Das Kälbchen saufe immer an den vier Strichen, welche die Kuh zischen den Hinterbeinen habe.

»Dieses Kälbchen, liebe Wurzi«, schrieb ich weiter, »erinnert mich sehr an Dich. Es hat so sanfte Augen wie Du und schaut manchmal recht dumm dreich.« »Dumm« strich ich wieder durch und setzte »sanft« darüber.

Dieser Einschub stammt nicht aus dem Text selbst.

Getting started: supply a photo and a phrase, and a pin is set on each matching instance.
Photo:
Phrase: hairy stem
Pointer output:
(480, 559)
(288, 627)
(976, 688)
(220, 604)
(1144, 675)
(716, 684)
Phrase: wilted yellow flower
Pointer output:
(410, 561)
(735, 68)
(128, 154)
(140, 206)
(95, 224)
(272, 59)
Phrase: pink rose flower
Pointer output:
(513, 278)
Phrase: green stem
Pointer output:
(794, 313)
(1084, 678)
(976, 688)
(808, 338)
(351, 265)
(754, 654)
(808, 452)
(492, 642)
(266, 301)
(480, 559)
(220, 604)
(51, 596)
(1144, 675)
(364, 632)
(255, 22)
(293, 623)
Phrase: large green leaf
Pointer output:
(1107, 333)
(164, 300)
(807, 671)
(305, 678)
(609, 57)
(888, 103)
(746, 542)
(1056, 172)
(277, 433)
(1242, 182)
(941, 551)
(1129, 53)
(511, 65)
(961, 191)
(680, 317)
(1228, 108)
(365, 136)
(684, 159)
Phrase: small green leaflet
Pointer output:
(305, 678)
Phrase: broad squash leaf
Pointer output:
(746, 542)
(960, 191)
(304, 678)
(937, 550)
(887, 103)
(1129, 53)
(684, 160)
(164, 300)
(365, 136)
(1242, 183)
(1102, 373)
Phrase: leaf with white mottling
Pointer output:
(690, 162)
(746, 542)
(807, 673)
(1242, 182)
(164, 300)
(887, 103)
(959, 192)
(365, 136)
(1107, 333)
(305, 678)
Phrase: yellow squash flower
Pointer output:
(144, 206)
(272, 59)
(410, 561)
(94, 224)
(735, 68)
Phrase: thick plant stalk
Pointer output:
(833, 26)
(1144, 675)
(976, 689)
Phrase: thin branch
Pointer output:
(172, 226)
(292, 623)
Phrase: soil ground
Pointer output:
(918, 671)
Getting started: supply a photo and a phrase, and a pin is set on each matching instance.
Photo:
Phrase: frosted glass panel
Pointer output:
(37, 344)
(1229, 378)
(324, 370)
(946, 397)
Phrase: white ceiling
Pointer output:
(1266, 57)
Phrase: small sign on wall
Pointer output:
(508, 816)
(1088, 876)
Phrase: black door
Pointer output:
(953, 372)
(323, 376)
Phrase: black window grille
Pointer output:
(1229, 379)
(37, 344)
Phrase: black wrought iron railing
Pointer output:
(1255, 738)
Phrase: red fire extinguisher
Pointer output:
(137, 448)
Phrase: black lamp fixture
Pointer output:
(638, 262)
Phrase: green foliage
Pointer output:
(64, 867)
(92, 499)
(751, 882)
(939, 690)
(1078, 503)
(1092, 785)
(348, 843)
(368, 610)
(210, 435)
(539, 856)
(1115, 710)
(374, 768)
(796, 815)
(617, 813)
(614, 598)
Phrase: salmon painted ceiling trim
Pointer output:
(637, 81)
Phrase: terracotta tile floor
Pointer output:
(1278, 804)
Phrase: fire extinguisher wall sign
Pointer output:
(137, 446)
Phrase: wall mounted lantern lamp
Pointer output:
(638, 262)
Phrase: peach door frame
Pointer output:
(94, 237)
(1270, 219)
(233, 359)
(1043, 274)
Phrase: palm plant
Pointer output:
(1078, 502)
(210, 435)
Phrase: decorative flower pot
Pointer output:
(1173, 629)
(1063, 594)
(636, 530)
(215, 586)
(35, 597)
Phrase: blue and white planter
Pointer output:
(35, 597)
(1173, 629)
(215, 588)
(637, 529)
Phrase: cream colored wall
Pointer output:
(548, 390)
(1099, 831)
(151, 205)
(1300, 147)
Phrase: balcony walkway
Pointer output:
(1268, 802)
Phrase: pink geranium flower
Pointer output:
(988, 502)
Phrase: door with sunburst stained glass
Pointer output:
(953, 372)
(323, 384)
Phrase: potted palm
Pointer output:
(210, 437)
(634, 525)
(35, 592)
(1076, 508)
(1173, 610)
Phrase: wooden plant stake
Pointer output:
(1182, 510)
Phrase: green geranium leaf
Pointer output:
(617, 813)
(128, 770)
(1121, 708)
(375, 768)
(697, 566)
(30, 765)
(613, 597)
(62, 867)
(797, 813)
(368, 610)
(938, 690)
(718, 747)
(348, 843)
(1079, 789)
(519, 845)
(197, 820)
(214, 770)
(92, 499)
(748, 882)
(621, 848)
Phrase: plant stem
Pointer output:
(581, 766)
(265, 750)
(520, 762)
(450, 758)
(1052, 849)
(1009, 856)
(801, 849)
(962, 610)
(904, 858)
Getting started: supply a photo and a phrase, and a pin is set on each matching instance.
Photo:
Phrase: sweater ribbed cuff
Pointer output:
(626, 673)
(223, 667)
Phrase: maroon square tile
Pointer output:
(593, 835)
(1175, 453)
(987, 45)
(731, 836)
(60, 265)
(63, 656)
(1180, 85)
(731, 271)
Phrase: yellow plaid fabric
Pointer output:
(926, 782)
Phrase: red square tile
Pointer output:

Ich meinte, was für einen schönen Brief ich geschrieben hätte und wunderte mich sehr, dass mir die Wurzi darauf nicht antwortete. Als ich dann nach vier Wochen wieder zurückkam, um fünf Pfund schwerer und braungebrannt, fuchtelte mir die Wurzi mit dem Brief vor der Nase herum und zischte mich an:

»Dass du mich mit einem Kaiberl vergleichst, das ist schon allerhand. Aber dass du auch noch teuerste Wurzi schreibst, das werd' ich dir nie vergessen, denn ich kann mich nicht erinnern, dass du je einmal für mich einen Pfennig ausgegeben hättest.«

Dann zerriss sie den Brief vor meinen Augen und warf ihn auf die Straße in eine Wasserlache.

Ich aber habe 14 Tage lang für den Bacher-Karli die Schuhe geputzt und sein Bett gemacht, damit ich mir ein Briefpapier kaufen hab' können und eine Briefmarke für zwölf Pfennig.